El asesinato de Yeison se reveló con violencia extrema:
D: Su rostro desfigurado, mandíbula destruida y extremidades destrozadas. Su muerte, súbita y brutal, dejó huellas de agonía y barbarie irreparable.
Redacción EXTRA
En medio de un cañaduzal, bajo la penumbra de la noche, un olor pútrido se levantó desde la tierra como un presagio. Las luces de las patrullas iluminaron los brotes azucareros, bañando de destellos fríos un escenario que pronto reveló su horror. Allí, entre cintas amarillas y miradas que se apartaban con recelo, y otras que se acercaban con morbosa curiosidad, yacía lo que alguna vez fue un hombre: los restos de Yeison.

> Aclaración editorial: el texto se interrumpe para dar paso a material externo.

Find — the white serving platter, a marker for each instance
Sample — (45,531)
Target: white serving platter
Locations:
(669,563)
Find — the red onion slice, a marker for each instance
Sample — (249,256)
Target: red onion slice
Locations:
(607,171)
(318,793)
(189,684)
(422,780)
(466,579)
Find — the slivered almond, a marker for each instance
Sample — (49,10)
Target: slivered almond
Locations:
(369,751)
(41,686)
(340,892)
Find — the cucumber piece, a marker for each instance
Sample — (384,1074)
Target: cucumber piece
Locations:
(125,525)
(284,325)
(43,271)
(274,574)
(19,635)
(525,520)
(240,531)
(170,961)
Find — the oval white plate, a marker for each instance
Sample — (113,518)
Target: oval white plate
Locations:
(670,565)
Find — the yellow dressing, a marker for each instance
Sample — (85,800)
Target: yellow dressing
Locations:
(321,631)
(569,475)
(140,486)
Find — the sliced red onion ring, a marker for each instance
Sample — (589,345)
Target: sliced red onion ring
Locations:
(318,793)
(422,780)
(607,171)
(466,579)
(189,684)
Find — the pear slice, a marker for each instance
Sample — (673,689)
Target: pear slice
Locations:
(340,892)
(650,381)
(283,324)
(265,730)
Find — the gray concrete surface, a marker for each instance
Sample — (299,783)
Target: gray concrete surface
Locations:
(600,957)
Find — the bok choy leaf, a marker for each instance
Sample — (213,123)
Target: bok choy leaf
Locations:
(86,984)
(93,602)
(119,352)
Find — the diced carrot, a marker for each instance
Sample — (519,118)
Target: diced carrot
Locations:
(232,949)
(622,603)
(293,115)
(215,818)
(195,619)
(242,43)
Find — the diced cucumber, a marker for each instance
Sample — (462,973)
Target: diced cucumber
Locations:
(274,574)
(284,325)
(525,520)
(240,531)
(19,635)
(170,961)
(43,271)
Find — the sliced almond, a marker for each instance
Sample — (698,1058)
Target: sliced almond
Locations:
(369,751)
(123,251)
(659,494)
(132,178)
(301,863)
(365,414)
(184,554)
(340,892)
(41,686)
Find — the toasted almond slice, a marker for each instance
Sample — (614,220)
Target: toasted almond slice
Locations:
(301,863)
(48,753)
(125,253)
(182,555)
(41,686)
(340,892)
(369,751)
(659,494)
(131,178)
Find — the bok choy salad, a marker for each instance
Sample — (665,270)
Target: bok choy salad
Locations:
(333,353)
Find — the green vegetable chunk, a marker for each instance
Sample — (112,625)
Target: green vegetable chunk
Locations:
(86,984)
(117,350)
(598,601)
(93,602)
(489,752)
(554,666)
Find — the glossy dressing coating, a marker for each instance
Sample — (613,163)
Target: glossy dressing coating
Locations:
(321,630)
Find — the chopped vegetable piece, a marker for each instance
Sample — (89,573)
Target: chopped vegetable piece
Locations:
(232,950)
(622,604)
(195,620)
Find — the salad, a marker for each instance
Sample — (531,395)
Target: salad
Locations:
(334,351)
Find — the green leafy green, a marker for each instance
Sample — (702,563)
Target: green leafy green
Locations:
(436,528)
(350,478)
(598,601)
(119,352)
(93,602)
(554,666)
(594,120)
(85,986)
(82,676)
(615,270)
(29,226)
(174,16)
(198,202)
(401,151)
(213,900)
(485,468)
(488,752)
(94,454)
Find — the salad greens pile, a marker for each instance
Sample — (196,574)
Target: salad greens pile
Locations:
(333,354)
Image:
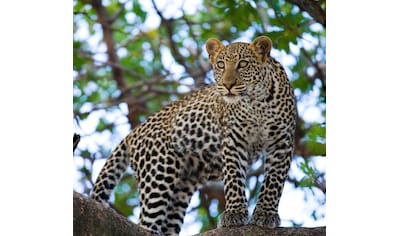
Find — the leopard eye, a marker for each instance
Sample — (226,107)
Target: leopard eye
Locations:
(242,64)
(220,64)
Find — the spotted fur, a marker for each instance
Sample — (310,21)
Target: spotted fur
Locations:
(213,134)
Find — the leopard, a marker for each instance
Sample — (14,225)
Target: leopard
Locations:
(213,134)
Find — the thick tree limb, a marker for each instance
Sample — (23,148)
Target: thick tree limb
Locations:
(92,218)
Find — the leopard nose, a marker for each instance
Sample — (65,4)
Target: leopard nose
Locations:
(229,85)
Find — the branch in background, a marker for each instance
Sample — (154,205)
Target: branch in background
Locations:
(199,74)
(313,8)
(117,72)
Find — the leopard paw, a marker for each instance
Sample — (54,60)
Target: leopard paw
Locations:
(233,219)
(270,220)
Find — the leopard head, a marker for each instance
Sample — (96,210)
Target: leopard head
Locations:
(239,68)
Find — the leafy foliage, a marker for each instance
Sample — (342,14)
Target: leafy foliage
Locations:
(158,57)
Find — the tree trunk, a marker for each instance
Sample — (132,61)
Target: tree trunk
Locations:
(92,218)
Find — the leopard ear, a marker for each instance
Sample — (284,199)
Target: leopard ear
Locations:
(261,46)
(213,47)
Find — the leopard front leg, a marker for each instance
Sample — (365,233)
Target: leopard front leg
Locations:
(277,164)
(234,173)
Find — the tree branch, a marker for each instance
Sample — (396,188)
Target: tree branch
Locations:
(92,218)
(313,8)
(260,231)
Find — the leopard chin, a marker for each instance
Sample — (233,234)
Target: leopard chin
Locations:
(231,98)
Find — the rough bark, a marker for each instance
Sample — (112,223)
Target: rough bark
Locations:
(92,218)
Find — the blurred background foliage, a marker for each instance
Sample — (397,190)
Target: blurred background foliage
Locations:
(132,57)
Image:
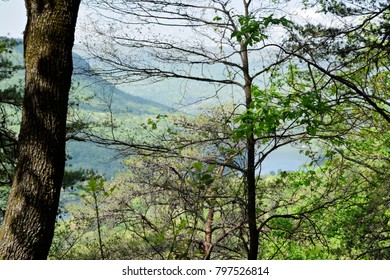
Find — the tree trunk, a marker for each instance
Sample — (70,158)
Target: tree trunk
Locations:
(29,222)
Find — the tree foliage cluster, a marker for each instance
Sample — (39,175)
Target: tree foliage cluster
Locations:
(193,189)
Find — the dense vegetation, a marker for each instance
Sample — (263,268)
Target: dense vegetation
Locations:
(192,185)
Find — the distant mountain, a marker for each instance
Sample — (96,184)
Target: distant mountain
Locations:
(94,96)
(88,84)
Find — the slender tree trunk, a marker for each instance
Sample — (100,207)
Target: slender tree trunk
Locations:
(29,222)
(250,174)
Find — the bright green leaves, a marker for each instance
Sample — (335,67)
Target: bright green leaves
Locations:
(203,175)
(94,188)
(252,31)
(278,106)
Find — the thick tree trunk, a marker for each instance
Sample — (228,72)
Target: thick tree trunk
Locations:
(29,222)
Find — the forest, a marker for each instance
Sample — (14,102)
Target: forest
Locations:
(153,139)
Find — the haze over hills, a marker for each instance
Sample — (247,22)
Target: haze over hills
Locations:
(97,99)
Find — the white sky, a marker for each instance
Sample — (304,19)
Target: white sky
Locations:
(12,18)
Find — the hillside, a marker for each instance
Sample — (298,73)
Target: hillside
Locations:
(92,99)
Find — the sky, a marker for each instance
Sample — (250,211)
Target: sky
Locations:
(12,18)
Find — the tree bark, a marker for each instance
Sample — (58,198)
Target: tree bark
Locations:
(29,222)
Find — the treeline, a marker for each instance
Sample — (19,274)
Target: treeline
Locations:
(193,186)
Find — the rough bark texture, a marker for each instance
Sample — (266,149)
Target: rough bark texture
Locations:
(29,222)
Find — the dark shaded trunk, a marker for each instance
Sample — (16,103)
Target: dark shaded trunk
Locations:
(29,222)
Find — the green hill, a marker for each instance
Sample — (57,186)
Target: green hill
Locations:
(94,99)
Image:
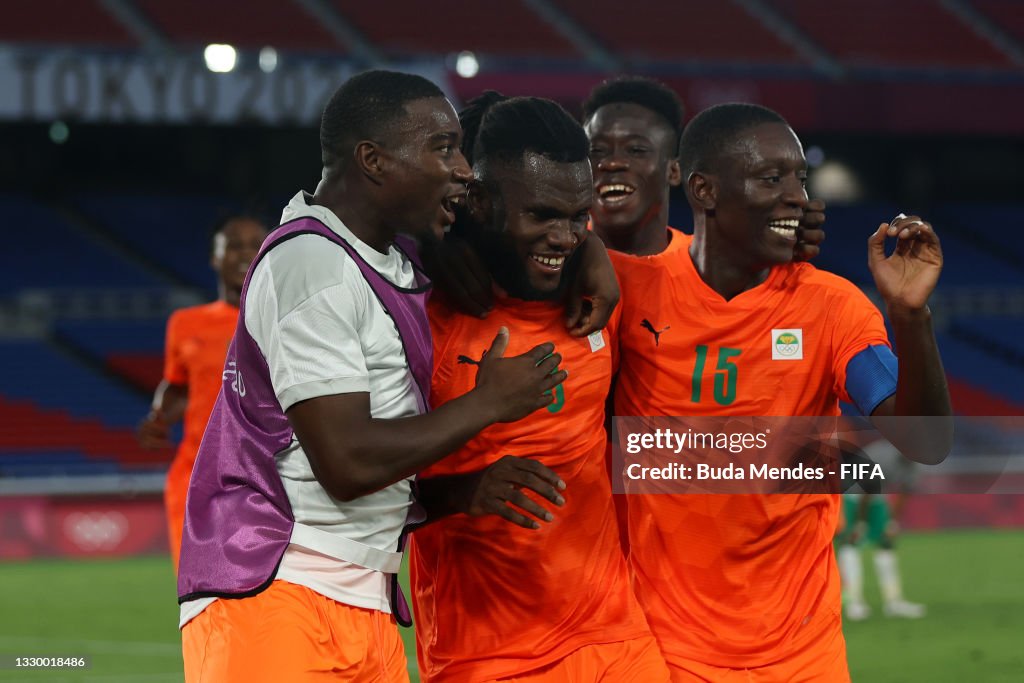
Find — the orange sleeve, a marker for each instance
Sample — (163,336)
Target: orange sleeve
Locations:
(175,371)
(857,325)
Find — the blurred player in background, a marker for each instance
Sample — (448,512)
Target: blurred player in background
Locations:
(634,125)
(194,360)
(739,584)
(526,602)
(873,519)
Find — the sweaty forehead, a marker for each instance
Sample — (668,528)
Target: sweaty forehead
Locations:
(427,117)
(541,181)
(627,119)
(765,143)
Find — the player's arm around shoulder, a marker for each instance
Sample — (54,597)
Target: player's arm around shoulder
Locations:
(353,454)
(905,280)
(496,489)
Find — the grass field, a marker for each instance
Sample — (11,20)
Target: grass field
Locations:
(122,613)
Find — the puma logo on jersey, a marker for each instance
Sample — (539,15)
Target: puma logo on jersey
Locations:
(646,325)
(232,373)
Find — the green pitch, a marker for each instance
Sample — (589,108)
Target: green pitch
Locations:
(122,614)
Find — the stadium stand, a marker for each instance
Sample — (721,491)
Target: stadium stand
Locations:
(84,23)
(1006,13)
(131,349)
(172,230)
(909,33)
(508,29)
(78,262)
(716,32)
(267,23)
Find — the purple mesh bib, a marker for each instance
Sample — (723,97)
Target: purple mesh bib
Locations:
(238,519)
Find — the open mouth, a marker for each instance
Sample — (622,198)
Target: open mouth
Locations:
(548,262)
(784,227)
(614,193)
(449,204)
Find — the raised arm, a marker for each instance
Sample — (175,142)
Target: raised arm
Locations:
(905,280)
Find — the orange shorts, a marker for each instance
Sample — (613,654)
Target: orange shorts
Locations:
(637,660)
(820,658)
(292,633)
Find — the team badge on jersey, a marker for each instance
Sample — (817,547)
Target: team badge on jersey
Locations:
(787,344)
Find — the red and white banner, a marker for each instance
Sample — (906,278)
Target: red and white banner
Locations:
(74,526)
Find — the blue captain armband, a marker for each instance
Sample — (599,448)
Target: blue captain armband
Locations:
(870,377)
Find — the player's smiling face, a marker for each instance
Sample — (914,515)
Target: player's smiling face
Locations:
(761,195)
(429,169)
(537,221)
(632,150)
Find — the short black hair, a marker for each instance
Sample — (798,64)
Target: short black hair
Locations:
(366,107)
(714,130)
(503,129)
(645,92)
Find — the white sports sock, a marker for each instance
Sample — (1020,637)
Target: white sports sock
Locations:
(889,580)
(851,573)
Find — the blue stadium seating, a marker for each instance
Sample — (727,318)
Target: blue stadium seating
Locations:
(171,230)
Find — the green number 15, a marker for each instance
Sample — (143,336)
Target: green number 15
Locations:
(725,375)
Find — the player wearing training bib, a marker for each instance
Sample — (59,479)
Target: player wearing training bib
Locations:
(724,324)
(194,363)
(536,602)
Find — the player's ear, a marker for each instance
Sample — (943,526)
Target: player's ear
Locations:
(370,159)
(217,253)
(478,203)
(675,173)
(704,188)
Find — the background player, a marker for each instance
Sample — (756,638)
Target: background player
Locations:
(528,602)
(756,588)
(194,359)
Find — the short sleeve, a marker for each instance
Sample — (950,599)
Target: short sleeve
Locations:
(304,309)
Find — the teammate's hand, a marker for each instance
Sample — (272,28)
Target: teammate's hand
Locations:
(458,272)
(907,276)
(512,388)
(154,432)
(593,293)
(500,487)
(809,235)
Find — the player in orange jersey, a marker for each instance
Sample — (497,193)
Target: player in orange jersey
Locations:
(745,587)
(526,601)
(197,343)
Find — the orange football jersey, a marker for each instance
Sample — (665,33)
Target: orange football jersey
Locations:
(734,580)
(197,345)
(493,599)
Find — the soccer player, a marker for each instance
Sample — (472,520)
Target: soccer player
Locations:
(534,602)
(302,483)
(873,520)
(197,343)
(747,585)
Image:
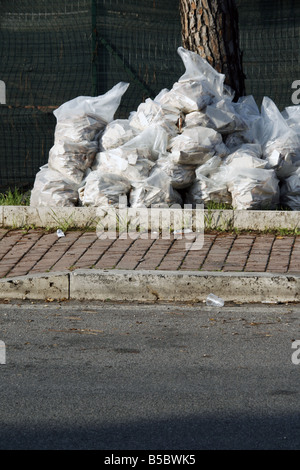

El hallazgo, registrado en la ruta Candelaria–Padilla, cerca de Puerto Tejada, expuso un cuerpo marcado por la violencia extrema. Su rostro, desfigurado hasta perder toda identidad, mostraba la brutalidad de un acto que no dejó espacio para la misericordia. Los ojos arrancados, los dientes desprendidos de la mandíbula, el cuello abierto y las extremidades destrozadas eran señales de una agonía que se prolongó hasta el último instante. La mano izquierda, apenas sostenida por un hilo de piel, se convirtió en muestra de la cueldad humana frente a la barbarie.
De Yeison se sabe que era extranjero y que recorría el norte del Valle del Cauca hasta llegar a este punto fatal. Las autoridades, tras levantar los restos, tomaron muestras y fotografías para iniciar la investigación y la necropsia. Sin embargo, más allá del procedimiento técnico, lo que queda es la imagen de una muerte que se impone como un rayo: súbita, devastadora, imposible de ignorar.
La comunidad, en contraste, permaneció indiferente. No hubo gritos ni manifestaciones de dolor. Apenas un silencio que se confundía con la normalización de la tragedia. En redes sociales, los mensajes fueron insulsos, vacíos, incapaces de reflejar la magnitud del horror. Como si la muerte se hubiera convertido en un paisaje cotidiano, como si la violencia ya no sorprendiera ni conmoviera.